The Ringer's Danny Chau believes that Jimmy Butler is to the Boston Celtics in the 2020s what LeBron James was to the Toronto Raptors during the latter half of the 2010s.
"For what felt like a decade (yet somehow much shorter), the Toronto Raptors were terrorized by LeBron James in the postseason despite incrementally improving their regular-season lot, year after year," Chau prefaced before saying, "Trades for Kawhi Leonard and Marc Gasol created a new energy in the city, but for most, you didn’t believe they could win a title until they did in 2019. If the Celtics have their own LeBronto to deal with, it’s the haunting, jeering smirk of Jimmy Butler, whose (under)dogged presence affirms the idea of these Celtics as fragile front-runners."
Of course, that comparison is stopped dead in its tracks when you realize that the Raptors never did overcome James' Cleveland Cavaliers in the playoffs, whereas Butler's Miami Heat were sent home during the 2022 postseason by the Cs in the Eastern Conference Finals.
But what sort of objective coverage were you expecting in an article titled "Oh God. Is This the Boston Celtics’ Year?"
Current Boston Celtics don't have a 'LeBronto' holding them back
Chau evoking the Raptors works against his point. Toronto broke through during a season in which LeBron was in the west and essentially a whole new lineup was acquired by Raptors president Masai Ujiri and deployed by first-year head coach Nick Nurse.

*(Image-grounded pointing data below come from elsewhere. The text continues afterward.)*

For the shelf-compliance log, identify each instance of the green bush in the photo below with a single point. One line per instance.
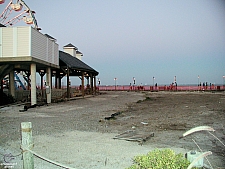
(160, 159)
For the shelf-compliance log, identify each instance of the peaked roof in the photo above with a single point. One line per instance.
(78, 52)
(75, 63)
(1, 25)
(50, 37)
(70, 46)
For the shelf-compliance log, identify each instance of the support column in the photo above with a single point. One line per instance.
(95, 85)
(91, 76)
(82, 86)
(68, 82)
(12, 83)
(49, 84)
(33, 84)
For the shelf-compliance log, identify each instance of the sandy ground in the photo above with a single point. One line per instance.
(76, 134)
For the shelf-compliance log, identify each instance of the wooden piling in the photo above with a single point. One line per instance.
(27, 141)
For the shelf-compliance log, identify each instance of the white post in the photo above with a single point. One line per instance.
(27, 142)
(33, 84)
(12, 83)
(49, 83)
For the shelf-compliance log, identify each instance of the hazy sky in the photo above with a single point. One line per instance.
(141, 39)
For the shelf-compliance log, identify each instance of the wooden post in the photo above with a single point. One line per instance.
(82, 87)
(27, 141)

This current Celtics team, featuring Kristaps Porzingis and Jrue Holiday and coached by Joe Mazzulla, is not the team that lost in the NBA's Orlando postseason bubble to Butler and Co. in 2020. Nor were they the team that actually beat the Heat in 2022.
There's no "LeBronto" holding the current team back, because nothing has proved capable of holding this team back.